Exogenous Lipocalin2 facilitates the upregulation of thermogenic and beige/browning markers in murine white adipocytes

Abstract

Abstract Lipocalin2 (Lcn2) belongs to a small molecular weight lipocalin subfamily of secretory proteins that binds to small hydrophobic molecules. Recent studies have shown that Lcn2 is highly upregulated by adipocytes and is categorized as a new adipokine with a role in innate immunity and metabolic disorders, including obesity. However, the exact role Lcn2 plays in the mediation and progression of obesity has yet to be elucidated.
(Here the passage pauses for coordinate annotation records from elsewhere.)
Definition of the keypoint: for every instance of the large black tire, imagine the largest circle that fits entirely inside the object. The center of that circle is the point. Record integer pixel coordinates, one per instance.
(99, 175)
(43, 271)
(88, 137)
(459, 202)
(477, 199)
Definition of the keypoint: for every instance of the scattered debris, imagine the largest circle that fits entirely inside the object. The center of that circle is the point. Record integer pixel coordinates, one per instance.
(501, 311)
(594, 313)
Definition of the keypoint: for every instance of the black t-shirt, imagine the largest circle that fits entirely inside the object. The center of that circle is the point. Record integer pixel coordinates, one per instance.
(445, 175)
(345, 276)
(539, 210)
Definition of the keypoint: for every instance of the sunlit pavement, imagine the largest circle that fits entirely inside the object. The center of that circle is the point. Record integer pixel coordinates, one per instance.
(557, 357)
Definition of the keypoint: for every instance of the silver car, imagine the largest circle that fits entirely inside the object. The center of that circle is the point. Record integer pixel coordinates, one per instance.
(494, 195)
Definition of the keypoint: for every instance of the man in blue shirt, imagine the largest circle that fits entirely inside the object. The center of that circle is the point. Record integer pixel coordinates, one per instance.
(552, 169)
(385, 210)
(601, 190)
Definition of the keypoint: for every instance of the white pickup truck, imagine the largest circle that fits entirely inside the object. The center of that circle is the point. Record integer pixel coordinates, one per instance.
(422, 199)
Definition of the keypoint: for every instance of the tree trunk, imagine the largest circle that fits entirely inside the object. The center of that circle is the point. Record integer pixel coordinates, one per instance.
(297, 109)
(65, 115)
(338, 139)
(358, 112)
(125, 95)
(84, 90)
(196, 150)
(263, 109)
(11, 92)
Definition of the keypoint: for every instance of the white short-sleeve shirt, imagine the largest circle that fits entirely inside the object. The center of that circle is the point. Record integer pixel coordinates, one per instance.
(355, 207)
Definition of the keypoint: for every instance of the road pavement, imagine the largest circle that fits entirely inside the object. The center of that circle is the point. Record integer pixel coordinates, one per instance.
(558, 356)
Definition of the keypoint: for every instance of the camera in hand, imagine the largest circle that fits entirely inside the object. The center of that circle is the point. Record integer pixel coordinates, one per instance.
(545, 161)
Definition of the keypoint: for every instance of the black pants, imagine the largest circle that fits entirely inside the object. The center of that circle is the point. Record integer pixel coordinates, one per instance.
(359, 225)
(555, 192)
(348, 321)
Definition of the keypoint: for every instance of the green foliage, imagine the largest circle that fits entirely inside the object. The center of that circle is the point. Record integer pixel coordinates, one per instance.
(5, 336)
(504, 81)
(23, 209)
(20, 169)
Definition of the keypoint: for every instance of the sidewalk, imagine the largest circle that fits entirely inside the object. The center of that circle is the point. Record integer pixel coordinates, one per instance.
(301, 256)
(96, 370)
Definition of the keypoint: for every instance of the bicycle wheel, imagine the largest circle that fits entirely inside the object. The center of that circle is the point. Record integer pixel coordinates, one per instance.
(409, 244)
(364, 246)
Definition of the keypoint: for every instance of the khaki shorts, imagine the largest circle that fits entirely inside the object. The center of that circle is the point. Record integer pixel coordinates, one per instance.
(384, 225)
Herein, we have investigated the role of exogenous Lcn2 in inducing the browning of white adipocytes in vitro using the 3T3-L1 murine adipocyte cell line. Treatment with exogenous recombinant Lcn2 (rec-Lcn2) resulted in the upregulation of thermogenic and beige/brown markers (UCP1, PGC-1α, PPARγ, PRDM16, ZIC-1 and TBX1) in mature adipocytes. Additionally, rec-Lcn2 increased mitochondrial activity in 3T3-L1 cells. Further, rec-Lcn2 decreased the pre-adipocyte differentiation resulting in the attenuation of adipogenesis as evidenced by reduced lipid content accumulation. These results suggest that Lcn2 is a naturally occurring adipokine, and may serve as an anti-obesity agent by both decreasing adipogenesis in white adipocytes and inducing the transdifferentiation of white to brown-like beige adipocytes. Therefore, Lcn2 could be a potential target to attenuate/prevent obesity.